Newsgroups: comp.parallel.pvm
From: ericd@backus (Eric Dye)
Subject: Re: Unexpected problems with pvm_spawn and pvm_joingroup
Organization: Concurrent Engineering Research Center
Date: Tue, 25 Jul 1995 13:11:15 GMT
Message-ID: <DC9wMr.1HM@cerc.wvu.edu>

Gordon Hogenson (ghogenso@u.washington.edu) wrote:
: I'm having some trouble with a new installation of PVM 3.3.7.  I have
: it installed on two machines, a SUN4 and and SGI5. Specifically,
: the SGI is an IRIX 5.2 Indigo^2 and the SUN is SunOS 4.1.4. My program
: (see below) is run (started from the shell prompt) on the SUN4, 
: and spawns 1 process on the SGI5.

: The first problem is that pvm_spawn always returns 0 on the first call,
: (with -7 returned in the tids array), but on the second call it
: returns 1 as expected and the 'tid' of the spawned task is correct.

: Furthermore, the program calls pvm_joingroup().  The parent process
: gets a return value of 0, as expected.  But for some unknown reason,
: the spawned process on the SGI gets a return value of 11, whereas I
: would have expected it to be 1.  The documentation says that it
: counts upward and that the return value is the first unused id.  Why
: '11' then?  Is the return value supposed to be an arbitrary number
: or is this a bug?

: Here's the program (same program on both machines):


: #include <stdio.h>
: #include "pvm3.h"

: int tids[2];

: int main()
: { 
:   int i,j;
:   int info;
:   int mytid;
:   int me;

:   mytid = pvm_mytid();
:   
:   /* Join a group and if I am the first instance */
:   /* i.e., me = 0, spawn more copies of myself */
:   
:   me = pvm_joingroup("foo");
:   printf("me = %d mytid = %d\n", me, mytid);
:   tids[me] = mytid;
:   if (me == 0)
:     {
:       int numt = 0;
:       while (! numt)  /* keep trying until pvm_spawn succeeds */
: 	{
: 	  numt = pvm_spawn("tst2", (char**)0, 0, "", 1, &tids[1]);
: 	  printf("pvm_spawn returned %d\n", numt);
: 	  if (numt == 0)
: 	    {
: 	      printf("tids array tids[1] is %d\n", tids[1]);
: 	    }
: 	}
:     }

:   printf("tids[0] = %d", tids[0]);
:   printf("; tids[1] = %d\n", tids[1]);

:   /* Wait for everyone to start up before proceeding */
:   
:   printf("Waiting for everyone to start up.\n");
:   info = pvm_barrier("foo", 2);
:   printf("pvm_barrier returned %d\n", info);
:   /*-----------------------------------------------------------*/

:   return 0;
: }

: The local output is:

: me = 0 mytid = 262204
: pvm_spawn returned 0
: tids array tids[1] is -7
: pvm_spawn returned 1
: tids[0] = 262204; tids[1] = 524316
: Waiting for everyone to start up.
: pvm_barrier returned 0

: The '-7' problem (the error code translates as 'Specified executable 
: cannot be found') is unexplained.
: Calling pvm_spawn again (as in the code) always solves this problem.

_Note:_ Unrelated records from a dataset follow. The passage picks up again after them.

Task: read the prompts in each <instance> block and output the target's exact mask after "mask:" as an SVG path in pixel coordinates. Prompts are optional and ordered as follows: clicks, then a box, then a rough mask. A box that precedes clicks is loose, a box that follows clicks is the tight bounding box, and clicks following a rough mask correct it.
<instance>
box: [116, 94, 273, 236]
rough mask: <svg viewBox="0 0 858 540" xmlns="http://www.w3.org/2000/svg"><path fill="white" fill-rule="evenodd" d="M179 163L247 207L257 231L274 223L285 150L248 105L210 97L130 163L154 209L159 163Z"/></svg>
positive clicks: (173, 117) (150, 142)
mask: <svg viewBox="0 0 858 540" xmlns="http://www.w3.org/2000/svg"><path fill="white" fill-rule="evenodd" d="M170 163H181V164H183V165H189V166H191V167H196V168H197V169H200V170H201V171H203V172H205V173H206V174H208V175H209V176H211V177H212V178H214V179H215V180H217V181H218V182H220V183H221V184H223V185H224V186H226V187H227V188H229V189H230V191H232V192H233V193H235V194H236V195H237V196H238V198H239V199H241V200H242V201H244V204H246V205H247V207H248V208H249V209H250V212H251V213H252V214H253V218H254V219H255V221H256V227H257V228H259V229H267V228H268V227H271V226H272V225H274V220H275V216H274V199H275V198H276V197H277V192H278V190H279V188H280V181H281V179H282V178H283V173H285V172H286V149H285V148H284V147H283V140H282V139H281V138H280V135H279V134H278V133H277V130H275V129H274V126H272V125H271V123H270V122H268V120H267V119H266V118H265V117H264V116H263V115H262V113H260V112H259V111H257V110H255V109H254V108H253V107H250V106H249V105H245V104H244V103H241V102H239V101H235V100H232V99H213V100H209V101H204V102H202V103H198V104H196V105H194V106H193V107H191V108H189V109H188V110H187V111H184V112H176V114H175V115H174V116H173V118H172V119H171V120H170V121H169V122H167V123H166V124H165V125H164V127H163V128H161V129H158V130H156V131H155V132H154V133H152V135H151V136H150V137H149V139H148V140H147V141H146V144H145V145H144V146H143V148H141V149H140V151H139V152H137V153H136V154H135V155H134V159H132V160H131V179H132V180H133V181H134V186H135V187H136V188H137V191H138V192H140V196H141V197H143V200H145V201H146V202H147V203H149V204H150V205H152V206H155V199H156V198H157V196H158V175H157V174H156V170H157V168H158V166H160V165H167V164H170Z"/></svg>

: The remote output however shows that pvm_group is returning 11, not 1,
: the next consecutive number available.

: [t80040000] [t8001b] me = 11 mytid = 524315
: [t80040000] [t8001b] tids[0] = 0; tids[1] = 0
: [t80040000] [t8001b] Waiting for everyone to start up.
: [t80040000] [t8001b] pvm_barrier returned 0

: The above was found on the local machine in the /tmp/pvml.XXX file.

: Expected output:
: [t80040000] [t8001b] me = 1 mytid = XXXXXXX

: Any suggestions?  Other programs such as spmd.c provided with PVM,
: work fine.  "hello"/"hello other" work but usually not on the first
: try.  I.e., invoking "hello" once fails, twice it works.

: Other possibly useful information:

: % pvm
: pvmd already running.
: pvm> conf
: 2 hosts, 1 data format
:                     HOST     DTID     ARCH   SPEED
:                      t13    40000     SUN4    1000
:                 t13graph    80000     SGI5    1000
: pvm> 

: Gordon.
: -- 
: ---------------------------------------------------------------
: Gordon J. Hogenson                       work: (505) 667-9471
: ghogenso@u.washington.edu                home: (505) 661-6753
: ---------------------------------------------------------------


I am fairly new to PVM but I think I am having problems similar to 
Gordon.  I am running PVM on a SUN4 and SUNMP.  When running the
example programs several of them worked every other time.  I also
tried a quicksort.c program which I found on one of the PVM pages.
It also works every other time.  What I have found is that if
I only use the SUNMP as my virtual machine then the programs work
fine.  If the SUN4 is the only machine then they never work (give
wrong answers on some programs and sometimes lock-up on others).  In most 
cases I use the same code for both architectures.  How can I find out 
what's going wrong when running on the SUN4?  Also I am having trouble
printing inside a spawned task, what is the easiest or best way to
do this?  Thanks.

Eric Dye
Morgantown, WV
ericd@cs.wvu.edu